These days I carry a lot of guilt. The reason is that I go to work everyday find that there are no classes, I sit around doing some other work that is there to be done in the department and I come back home. The rate at which things are going, the time when I will forget teaching is not too far away. I carry guilt because of the salary I take. What I get as salary is comparable to what some people get in the corporate sphere. The difference is in the amount of work that we put in. While I put in none, the people who earn the equivalent of what I earn have their noses rubbed into the ground with work. Every week numbers are crunched and performance evaluated for them. For us in the university system, there is no such thing. We are the freest people in the true sense of the term. We get our salary on time and we have no accountability. We don't have to teach, we don't even have to turn up for work everyday (some of us do that once in a week if we have a bit of conscience left and some turn up once in a month or so), we don't have to answer anyone for anything and yet at the end of the month we get our salaries. No wonder then most of us have other things to do by the side. Some of us own marriage halls, farms, hotels and restaurants and other kind of businesses. When we don't have anything like this then we turn revolutionaries, ready to bite the hand that feeds us.
And we are good at forming Joint Action Committees with students and non-teaching staff. In a truly revolutionary way we march hand in glove with our comrades from the student community and the non-teaching staff community and ensure that there is no work for anyone to do. The joint action committees are the bane of the university system. When students are drawn into the politics of teachers and vice-versa, where is the sanctity of the student-teacher relationship? By walking together shoulder to shoulder we have destroyed the possibility of ever setting an example to students. Do not get me wrong here. There is nothing wrong with being friendly with students and being supportive when they need you in matters of academics. What I am against is using the students to settle scores with fellow faculty members or using their revolutionary potential for the satisfaction of one's own greedy needs. In matters of learning and education a teacher and student should be together, but not for things that I have specified above. These days the transactions between students and teachers are about things which are anything but academic.
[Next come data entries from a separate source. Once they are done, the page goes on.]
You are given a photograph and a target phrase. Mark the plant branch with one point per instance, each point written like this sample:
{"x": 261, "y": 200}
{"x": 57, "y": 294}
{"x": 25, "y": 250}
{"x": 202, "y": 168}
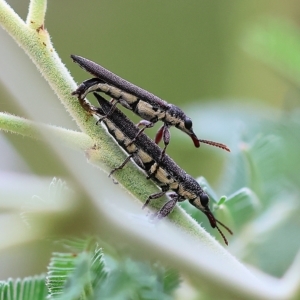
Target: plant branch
{"x": 37, "y": 45}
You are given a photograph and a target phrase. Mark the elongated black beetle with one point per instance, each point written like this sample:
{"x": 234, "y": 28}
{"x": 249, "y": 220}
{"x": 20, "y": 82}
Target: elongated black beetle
{"x": 143, "y": 103}
{"x": 147, "y": 155}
Universities were supposed to be free spaces, where people could do free thinking without the fear of anything and without any limitations being imposed upon them. Today they are free spaces where anyone can do anything except that which they are supposed to do. Unaccountability is the word to describe what happens and I am ashamed to say that this is reaching criminal proportions. Consider the fact that we are paid by the tax payers money and you will see why I have used the term criminal. Expenditures on universities is in thousands of crores and if they are nowhere near what is expected of them and in many instances are against what is expected of them, then is it not criminal?
Many of the teachers in my own university are aware of this. But since most of them want to be another power centre they do not wish to change anything. But they are also very clever people. Many of them have ensured that their off spring do not study the subjects that they teach and also have sent them to still functional universities and colleges in other parts of the country so that they their children can study peacefully and uninterruptedly while they the teachers with their assured salaries and unaccountability wreak havoc on the university, education system and politics of the state. The other day I was chatting with some colleagues about appointment of Vice-Chancellors. I said that the appointments were too political and that people from within the university should not become Vice-Chancellor of that university since it is difficult to function. Someone said that nobody would allow a person from outside of the university to be appointed as Vice-Chancellor and even if such a person is appointed he would not be allowed to function. I was aghast. Have we reached the level where we dictate things such as the appointment of VCs? I was told that there is nothing wrong with this thinking since we are living in a democratic system. I then suggested that we should simply have nominations for Vice-Chancellorships and have a VC elected by the teachers, other staff and students of the university. They thought I was trivialising a serious issue. But I am sure you now know why I fear for India and its future.
P.S. My usual disclaimer. Not proof read and hence mistakes of grammar and spelling will abound. Please read around them. Thank you.